北海道 公立 単元開発 2025年度
函館市立高丘小学校
海の多様性を守る
実施単元
1. 「高丘小・学校水族館をつくろう」[6年(・1年・5年)](総合・生活・図工)
2. 「ふるさとの海から、地球を考えよう」[5年](総合)
取り組みの概要
本取組は、海洋・水産資源に恵まれた地元・函館の特性を生かし、身近な海の自然と社会とのつながりを児童が「自分ごと」として捉えるとともに、海を通して持続可能な環境保全を考える、教科横断的な探究学習である。
学習の導入では、外部専門機関との連携を図り、株式会社wmiや北海道大学 大学院水産科学研究院 大学院水産科学院 水産学部地域水産業共創センター、「海ノ民話のまちプロジェクト」等からの講師を招いた専門的な授業を実施した。5・6年生は、JAMSTECの海洋STEAM教材や地元のコンブ、磯焼け、海上輸送といった多角的な事例を通して海の役割を学習。また6年生は、修学旅行中の函館―青森間のフェリー船内で大学院生の授業動画を視聴するなど、ICTや地域のフィールドを活用して学びを深めた。
学びのアウトプットとして取り組んだのが、学校敷地内の学級園に設置する「学校水族館」の制作である。ここでは1年生と6年生が合同で、時間の経過とともに土に還る「循環型粘土」を用いて海の生き物を作り、学級園に展示した。この活動の最大の特徴は、制作して終わりにするのではなく、展示後の変容過程を継続的に観察する点にある。児童は1人1台端末を活用し、約1か月間にわたって粘土が分解され土に還る様子を記録。この観察には5年生も加わり、視覚教材や思考ツールを用いた探究活動と結びつけることで、物質の循環や環境保全への意識を深めていった。

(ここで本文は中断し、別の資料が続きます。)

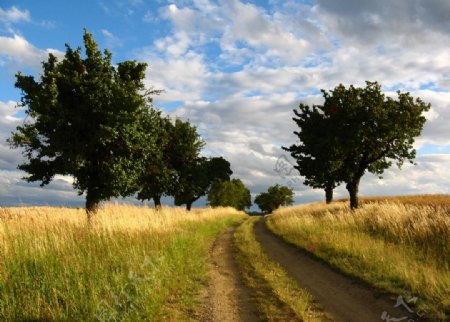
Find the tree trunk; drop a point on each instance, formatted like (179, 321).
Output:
(329, 194)
(353, 188)
(91, 208)
(157, 201)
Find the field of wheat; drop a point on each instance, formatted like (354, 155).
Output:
(402, 245)
(129, 264)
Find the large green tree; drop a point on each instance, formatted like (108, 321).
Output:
(275, 197)
(229, 194)
(160, 176)
(316, 154)
(88, 122)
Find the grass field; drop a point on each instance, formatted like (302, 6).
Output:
(402, 245)
(130, 264)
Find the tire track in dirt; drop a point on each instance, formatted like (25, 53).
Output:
(228, 298)
(346, 300)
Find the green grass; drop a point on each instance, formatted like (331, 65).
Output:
(396, 248)
(277, 296)
(75, 273)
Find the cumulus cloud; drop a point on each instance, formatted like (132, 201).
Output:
(14, 15)
(111, 41)
(237, 69)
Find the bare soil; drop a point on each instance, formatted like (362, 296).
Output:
(342, 297)
(227, 298)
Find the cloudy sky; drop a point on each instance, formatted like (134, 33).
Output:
(237, 68)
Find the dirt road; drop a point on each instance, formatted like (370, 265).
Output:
(346, 300)
(228, 299)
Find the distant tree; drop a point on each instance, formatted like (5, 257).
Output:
(373, 130)
(275, 197)
(229, 194)
(87, 123)
(317, 156)
(160, 176)
(365, 131)
(196, 181)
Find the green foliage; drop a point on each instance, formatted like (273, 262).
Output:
(275, 197)
(318, 159)
(356, 130)
(160, 175)
(195, 181)
(90, 121)
(229, 194)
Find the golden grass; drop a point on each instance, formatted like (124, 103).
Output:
(278, 297)
(135, 263)
(395, 246)
(425, 200)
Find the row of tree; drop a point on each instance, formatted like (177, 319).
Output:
(355, 130)
(95, 122)
(234, 194)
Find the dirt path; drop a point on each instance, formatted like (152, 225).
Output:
(345, 299)
(228, 299)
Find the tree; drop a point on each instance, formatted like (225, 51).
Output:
(88, 118)
(159, 177)
(229, 194)
(317, 157)
(275, 197)
(374, 130)
(196, 181)
(368, 132)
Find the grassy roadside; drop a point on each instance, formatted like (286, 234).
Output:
(401, 248)
(133, 264)
(277, 296)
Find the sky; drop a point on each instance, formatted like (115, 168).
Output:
(237, 69)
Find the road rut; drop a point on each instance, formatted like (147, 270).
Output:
(346, 300)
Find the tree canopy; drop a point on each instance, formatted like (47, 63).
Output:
(196, 180)
(275, 197)
(366, 131)
(229, 194)
(89, 122)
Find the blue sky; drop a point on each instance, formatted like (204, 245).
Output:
(237, 69)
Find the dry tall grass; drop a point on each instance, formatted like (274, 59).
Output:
(134, 263)
(397, 246)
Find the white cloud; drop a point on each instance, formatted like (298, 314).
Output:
(14, 15)
(237, 69)
(18, 51)
(111, 40)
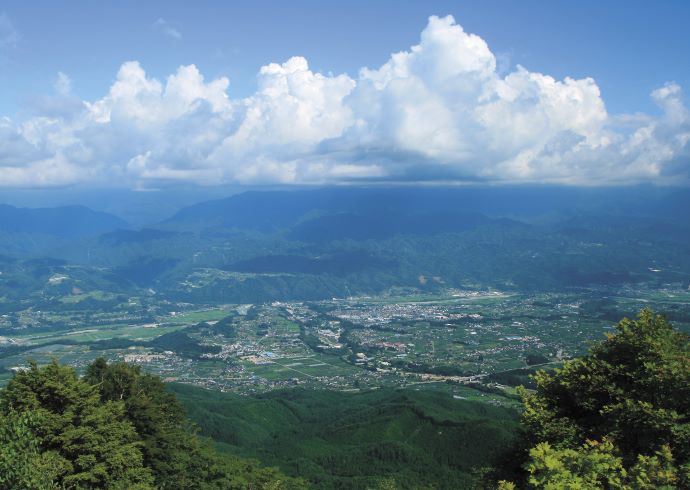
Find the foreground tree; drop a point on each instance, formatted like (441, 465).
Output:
(82, 442)
(618, 417)
(115, 428)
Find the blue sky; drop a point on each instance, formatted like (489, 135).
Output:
(55, 57)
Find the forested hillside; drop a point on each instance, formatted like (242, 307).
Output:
(419, 439)
(113, 428)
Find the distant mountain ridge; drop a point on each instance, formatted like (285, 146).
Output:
(64, 222)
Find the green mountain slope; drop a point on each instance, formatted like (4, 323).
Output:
(345, 440)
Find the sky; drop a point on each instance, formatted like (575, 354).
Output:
(144, 95)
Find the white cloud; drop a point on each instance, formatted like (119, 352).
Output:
(440, 111)
(63, 84)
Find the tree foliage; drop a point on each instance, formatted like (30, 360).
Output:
(115, 428)
(618, 417)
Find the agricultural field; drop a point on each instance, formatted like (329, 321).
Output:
(481, 341)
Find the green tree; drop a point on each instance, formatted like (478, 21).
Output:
(178, 458)
(22, 465)
(631, 393)
(87, 443)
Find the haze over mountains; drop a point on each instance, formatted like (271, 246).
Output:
(342, 241)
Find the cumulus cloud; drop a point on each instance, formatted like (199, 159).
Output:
(439, 111)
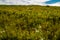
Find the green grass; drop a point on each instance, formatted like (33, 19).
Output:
(29, 22)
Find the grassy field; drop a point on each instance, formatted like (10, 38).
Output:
(29, 22)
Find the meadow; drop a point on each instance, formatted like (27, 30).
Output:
(32, 22)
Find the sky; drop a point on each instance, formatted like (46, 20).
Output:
(31, 2)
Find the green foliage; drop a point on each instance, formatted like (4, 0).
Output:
(29, 23)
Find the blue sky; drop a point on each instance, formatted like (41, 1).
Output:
(30, 2)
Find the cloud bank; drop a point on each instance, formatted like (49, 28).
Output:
(28, 2)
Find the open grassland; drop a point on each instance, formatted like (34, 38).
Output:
(29, 22)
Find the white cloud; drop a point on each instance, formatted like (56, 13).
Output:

地域の専門的知見の導入、異学年交流による共同制作、そして循環型素材の観察という重層的なアプローチにより、児童は海の現状を知識として得るだけでなく、実感を伴う学びとして吸収した。本取組を通して、児童が「海を守るために自分にできることはあるか」という視点を持ち、持続可能な社会の担い手として主体的に考え、行動する資質・能力の育成を図っている。